CFA Level 2 (Quantitative Methods)
LOS 4.a: Identify and explain steps in a data analysis project.
The steps involved in a data analysis project include (1) conceptualization of the modeling task, (2) data collection, (3) data preparation and wrangling, (4) data exploration, and (5) model training.
LOS 2.j: Describe implications of unit roots for time-series analysis, explain when unit roots are likely to occur and how to test for them, and demonstrate how a time series with a unit root can be transformed so it can be analyzed with an AR model.
A time series has a unit root if the coefficient on the lagged dependent variable is equal to one. A series with a unit root is not covariance stationary. Economic and finance time series frequently have unit roots. Data with a unit root must be first differenced before being used in a time-series model.
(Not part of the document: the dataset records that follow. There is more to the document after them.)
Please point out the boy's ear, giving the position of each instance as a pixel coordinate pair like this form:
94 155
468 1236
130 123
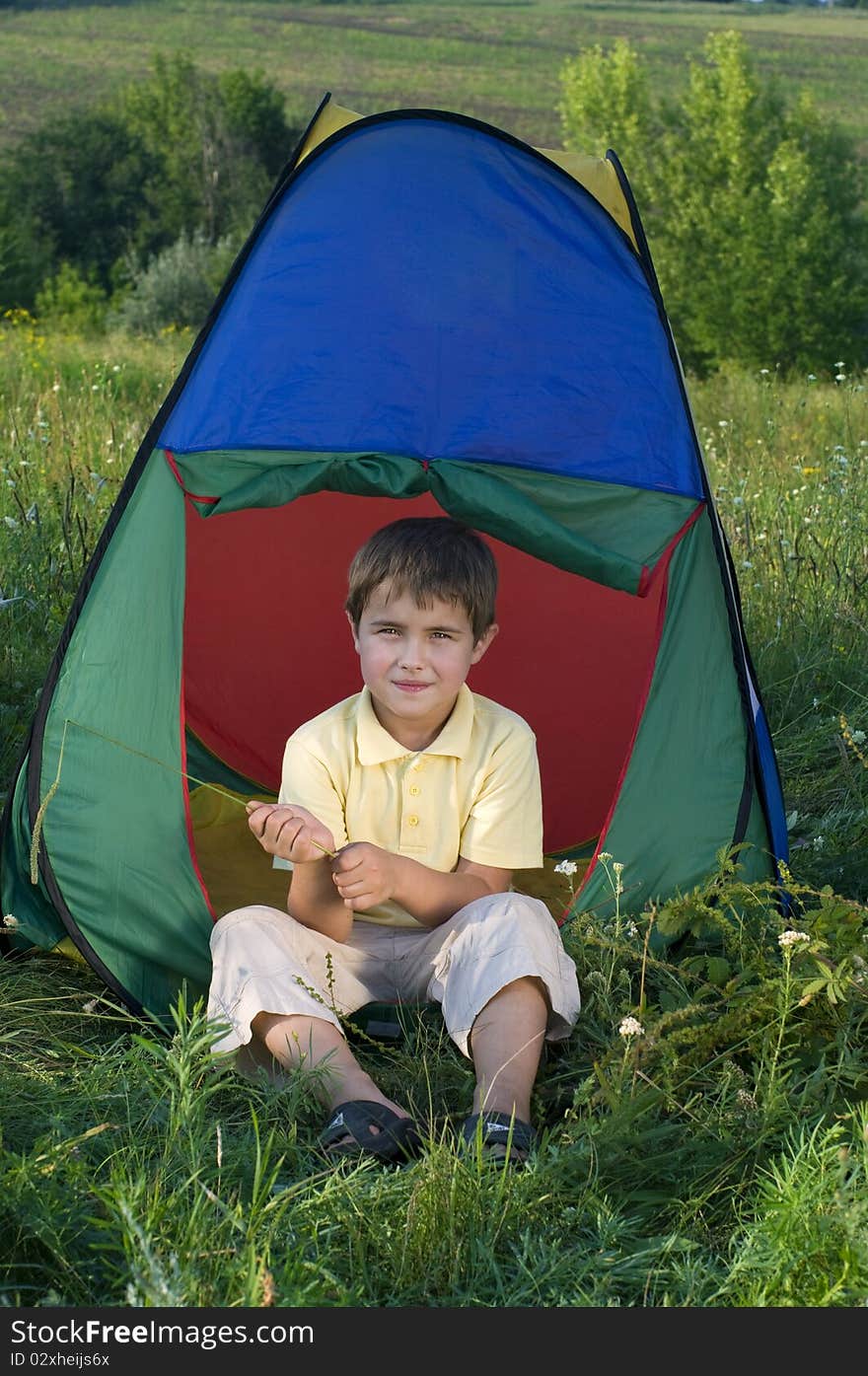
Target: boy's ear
481 644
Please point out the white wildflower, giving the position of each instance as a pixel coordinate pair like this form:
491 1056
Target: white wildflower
790 939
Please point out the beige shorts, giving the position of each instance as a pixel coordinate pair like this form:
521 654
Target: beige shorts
267 962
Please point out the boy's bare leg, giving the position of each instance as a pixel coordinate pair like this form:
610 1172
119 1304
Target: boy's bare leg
300 1041
506 1044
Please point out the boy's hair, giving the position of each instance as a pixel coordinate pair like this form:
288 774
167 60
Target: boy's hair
427 556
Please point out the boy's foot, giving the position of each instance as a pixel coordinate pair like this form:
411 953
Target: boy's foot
363 1127
501 1136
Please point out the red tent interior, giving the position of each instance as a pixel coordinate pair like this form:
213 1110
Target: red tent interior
267 645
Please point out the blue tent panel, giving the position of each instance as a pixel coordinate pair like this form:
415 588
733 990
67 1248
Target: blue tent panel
428 288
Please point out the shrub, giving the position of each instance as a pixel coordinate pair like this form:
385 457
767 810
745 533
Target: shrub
178 286
72 303
753 208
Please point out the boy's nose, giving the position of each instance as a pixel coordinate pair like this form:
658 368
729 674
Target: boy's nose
411 657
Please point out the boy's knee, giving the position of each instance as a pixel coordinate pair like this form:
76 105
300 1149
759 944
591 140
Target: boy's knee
240 922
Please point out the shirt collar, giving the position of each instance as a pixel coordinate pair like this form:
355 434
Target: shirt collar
376 745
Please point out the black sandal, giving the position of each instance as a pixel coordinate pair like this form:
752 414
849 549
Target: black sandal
499 1135
398 1138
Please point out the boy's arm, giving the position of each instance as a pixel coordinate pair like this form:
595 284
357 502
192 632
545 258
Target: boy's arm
365 875
295 834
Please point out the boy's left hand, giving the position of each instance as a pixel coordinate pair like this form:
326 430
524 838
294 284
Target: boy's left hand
363 875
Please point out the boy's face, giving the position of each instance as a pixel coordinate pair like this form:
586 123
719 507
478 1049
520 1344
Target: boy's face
414 661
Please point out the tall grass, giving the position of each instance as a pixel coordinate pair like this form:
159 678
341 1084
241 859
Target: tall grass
710 1152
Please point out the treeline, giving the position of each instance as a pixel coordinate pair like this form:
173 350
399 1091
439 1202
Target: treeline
132 211
754 208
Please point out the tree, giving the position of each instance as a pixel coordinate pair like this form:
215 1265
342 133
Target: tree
70 192
181 153
219 140
753 208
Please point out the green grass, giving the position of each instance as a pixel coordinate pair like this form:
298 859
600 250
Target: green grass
717 1159
497 62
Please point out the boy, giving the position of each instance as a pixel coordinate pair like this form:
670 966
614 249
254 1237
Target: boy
401 814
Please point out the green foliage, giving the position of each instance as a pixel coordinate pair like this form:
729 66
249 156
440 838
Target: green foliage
98 192
69 302
178 286
219 142
753 206
70 192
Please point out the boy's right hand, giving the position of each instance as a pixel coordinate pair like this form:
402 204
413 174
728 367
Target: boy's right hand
289 832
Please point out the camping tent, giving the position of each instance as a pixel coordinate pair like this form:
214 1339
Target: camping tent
428 317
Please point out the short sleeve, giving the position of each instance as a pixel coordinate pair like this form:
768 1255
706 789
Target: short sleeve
307 780
504 828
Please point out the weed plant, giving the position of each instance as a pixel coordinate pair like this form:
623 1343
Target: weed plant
704 1128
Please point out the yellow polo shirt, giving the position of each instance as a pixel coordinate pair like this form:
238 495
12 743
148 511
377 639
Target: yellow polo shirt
473 791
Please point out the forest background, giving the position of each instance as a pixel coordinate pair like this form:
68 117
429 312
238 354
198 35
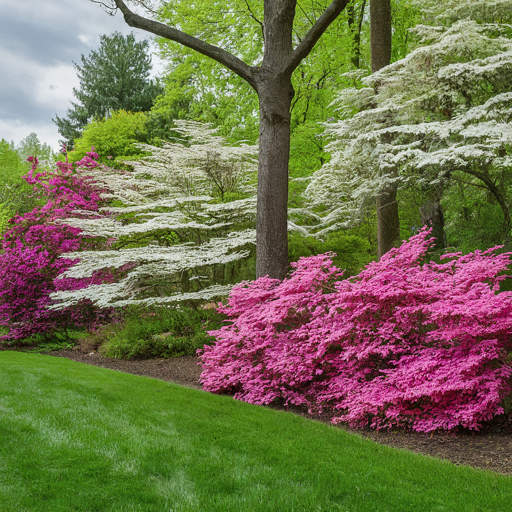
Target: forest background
332 87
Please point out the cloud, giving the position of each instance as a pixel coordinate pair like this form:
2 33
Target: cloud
39 41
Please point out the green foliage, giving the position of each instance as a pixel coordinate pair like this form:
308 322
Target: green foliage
113 137
15 194
352 252
158 332
32 146
114 77
12 166
473 218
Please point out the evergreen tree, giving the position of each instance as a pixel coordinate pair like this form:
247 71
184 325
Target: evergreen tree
115 77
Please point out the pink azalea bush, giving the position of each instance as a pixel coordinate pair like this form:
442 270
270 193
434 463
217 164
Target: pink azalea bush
405 344
30 259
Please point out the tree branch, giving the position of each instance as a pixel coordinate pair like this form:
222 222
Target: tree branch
314 34
160 29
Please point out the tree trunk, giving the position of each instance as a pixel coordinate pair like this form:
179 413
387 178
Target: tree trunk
272 82
380 33
388 226
355 24
272 233
431 215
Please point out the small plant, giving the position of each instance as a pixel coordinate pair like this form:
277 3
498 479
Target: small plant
157 332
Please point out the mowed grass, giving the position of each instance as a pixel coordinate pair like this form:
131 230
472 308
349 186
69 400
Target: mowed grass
78 438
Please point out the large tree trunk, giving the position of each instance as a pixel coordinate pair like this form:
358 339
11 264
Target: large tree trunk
388 226
272 82
275 94
272 236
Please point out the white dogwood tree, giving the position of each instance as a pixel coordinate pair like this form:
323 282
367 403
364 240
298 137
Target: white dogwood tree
441 113
177 219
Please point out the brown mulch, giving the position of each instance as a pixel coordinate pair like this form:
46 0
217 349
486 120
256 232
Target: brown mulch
489 449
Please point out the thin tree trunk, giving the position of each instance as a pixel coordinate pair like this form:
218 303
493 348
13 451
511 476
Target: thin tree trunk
388 225
500 198
380 33
432 215
355 25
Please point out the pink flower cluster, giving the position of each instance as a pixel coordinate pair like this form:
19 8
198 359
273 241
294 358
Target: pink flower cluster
30 259
425 346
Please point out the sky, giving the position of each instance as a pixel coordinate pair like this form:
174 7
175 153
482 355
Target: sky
39 41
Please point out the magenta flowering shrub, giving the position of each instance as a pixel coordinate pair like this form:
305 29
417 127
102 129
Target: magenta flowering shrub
30 259
421 346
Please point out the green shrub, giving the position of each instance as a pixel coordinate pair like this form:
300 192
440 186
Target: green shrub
158 332
352 252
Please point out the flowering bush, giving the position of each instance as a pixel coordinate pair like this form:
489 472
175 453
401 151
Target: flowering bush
30 261
422 346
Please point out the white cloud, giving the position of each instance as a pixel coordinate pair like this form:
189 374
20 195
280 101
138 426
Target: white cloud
14 130
38 44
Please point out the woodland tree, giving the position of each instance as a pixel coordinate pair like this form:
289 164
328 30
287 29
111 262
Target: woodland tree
439 115
388 226
271 78
114 77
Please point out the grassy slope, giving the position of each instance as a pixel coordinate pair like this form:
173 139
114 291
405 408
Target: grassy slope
80 438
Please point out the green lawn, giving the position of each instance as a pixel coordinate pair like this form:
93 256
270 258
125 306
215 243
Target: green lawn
78 438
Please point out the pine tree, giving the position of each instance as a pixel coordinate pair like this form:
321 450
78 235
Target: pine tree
114 77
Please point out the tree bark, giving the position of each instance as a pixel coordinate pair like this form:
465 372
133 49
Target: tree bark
388 226
432 215
380 33
272 231
355 24
272 82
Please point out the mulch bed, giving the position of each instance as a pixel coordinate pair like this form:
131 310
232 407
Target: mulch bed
491 448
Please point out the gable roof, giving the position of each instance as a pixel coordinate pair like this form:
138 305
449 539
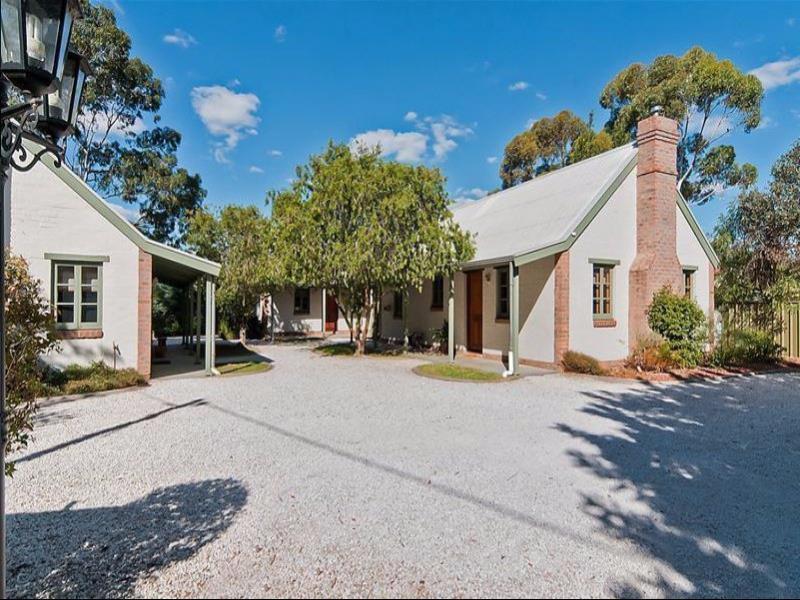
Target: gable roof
544 216
176 265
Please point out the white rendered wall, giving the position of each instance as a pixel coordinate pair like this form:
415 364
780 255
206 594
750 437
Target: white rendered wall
48 217
611 235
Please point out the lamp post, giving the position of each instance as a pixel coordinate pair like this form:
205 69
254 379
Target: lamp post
35 59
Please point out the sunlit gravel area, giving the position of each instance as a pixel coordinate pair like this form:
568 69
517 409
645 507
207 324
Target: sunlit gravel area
339 476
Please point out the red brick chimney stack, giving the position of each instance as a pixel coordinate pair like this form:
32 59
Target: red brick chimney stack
656 264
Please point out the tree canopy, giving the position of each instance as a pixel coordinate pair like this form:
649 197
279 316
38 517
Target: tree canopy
112 150
241 239
357 225
709 97
758 239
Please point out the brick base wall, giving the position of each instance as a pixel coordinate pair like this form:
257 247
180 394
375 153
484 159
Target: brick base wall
145 308
561 316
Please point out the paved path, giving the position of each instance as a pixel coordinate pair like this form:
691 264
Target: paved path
341 476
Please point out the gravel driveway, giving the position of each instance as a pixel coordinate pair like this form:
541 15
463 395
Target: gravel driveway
354 477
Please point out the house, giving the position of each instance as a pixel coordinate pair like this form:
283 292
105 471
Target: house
567 261
98 270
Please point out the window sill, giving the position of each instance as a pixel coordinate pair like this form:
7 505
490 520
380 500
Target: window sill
79 334
605 323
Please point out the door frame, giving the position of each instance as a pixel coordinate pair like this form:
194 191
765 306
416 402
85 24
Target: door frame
474 277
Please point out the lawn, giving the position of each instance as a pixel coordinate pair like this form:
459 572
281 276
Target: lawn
452 372
244 368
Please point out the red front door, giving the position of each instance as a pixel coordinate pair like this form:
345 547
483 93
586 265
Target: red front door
474 311
331 313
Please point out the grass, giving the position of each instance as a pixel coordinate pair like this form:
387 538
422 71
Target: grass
336 350
97 377
244 368
452 372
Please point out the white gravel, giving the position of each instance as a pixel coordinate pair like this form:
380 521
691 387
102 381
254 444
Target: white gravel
354 477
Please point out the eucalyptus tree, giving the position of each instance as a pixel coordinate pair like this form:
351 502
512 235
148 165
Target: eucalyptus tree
241 239
357 225
708 96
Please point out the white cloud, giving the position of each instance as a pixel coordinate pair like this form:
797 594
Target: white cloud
226 114
129 213
465 195
412 146
778 73
406 147
180 38
99 122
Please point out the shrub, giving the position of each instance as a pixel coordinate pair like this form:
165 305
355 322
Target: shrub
575 362
652 353
746 346
30 332
682 323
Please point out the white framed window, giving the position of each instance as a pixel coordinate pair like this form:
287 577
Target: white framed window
78 295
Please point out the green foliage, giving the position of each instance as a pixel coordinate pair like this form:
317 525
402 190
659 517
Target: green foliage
356 225
546 146
709 98
681 323
97 377
590 144
243 241
454 372
576 362
30 333
758 241
742 347
109 150
653 353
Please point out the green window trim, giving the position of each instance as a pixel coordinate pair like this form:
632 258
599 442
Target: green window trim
502 291
77 286
602 291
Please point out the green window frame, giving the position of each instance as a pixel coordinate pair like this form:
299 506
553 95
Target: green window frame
437 293
502 312
77 294
397 305
302 301
688 281
602 290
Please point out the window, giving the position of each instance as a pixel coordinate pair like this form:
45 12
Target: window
77 293
437 301
688 282
502 292
602 291
302 301
397 308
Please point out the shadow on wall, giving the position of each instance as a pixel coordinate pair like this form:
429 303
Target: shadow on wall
102 552
712 471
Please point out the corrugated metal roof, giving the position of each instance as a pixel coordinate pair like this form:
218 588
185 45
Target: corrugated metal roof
543 211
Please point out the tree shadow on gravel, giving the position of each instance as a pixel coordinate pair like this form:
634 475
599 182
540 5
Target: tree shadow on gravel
102 552
710 476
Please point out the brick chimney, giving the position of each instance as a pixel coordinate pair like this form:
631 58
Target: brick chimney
656 264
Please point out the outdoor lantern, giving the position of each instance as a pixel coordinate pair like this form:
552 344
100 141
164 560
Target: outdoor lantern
35 36
58 113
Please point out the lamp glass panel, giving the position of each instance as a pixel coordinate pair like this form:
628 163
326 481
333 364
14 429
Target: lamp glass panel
11 44
42 28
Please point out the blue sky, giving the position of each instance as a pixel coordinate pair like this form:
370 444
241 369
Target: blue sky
256 87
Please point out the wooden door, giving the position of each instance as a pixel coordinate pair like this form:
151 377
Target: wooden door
475 311
331 313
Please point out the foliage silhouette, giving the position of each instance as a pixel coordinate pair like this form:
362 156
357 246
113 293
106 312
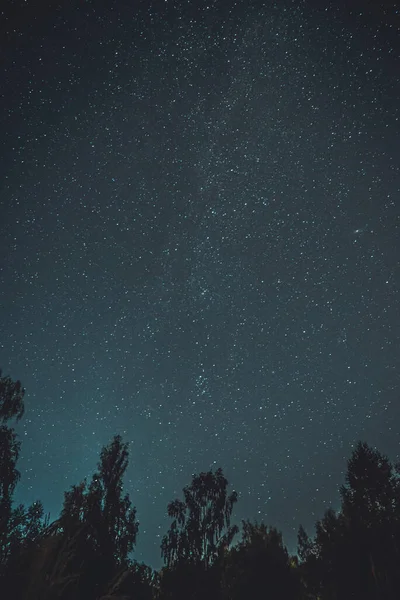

LOS 2.a: Calculate and evaluate the predicted trend value for a time series, modeled as either a linear trend or a log-linear trend, given the estimated trend coefficients.
A time series is a set of observations for a variable over successive periods of time. A time series model captures the time-series pattern and allows us to make predictions about the variable in the future.
LOS 2.c: Explain the requirement for a time series to be covariance stationary and describe the significance of a series that is not stationary.
A time series is covariance stationary if its mean, variance, and covariances with lagged and leading values do not change over time. Covariance stationarity is a requirement for using AR models.
LOS 2.f: Explain mean reversion and calculate a mean-reverting level.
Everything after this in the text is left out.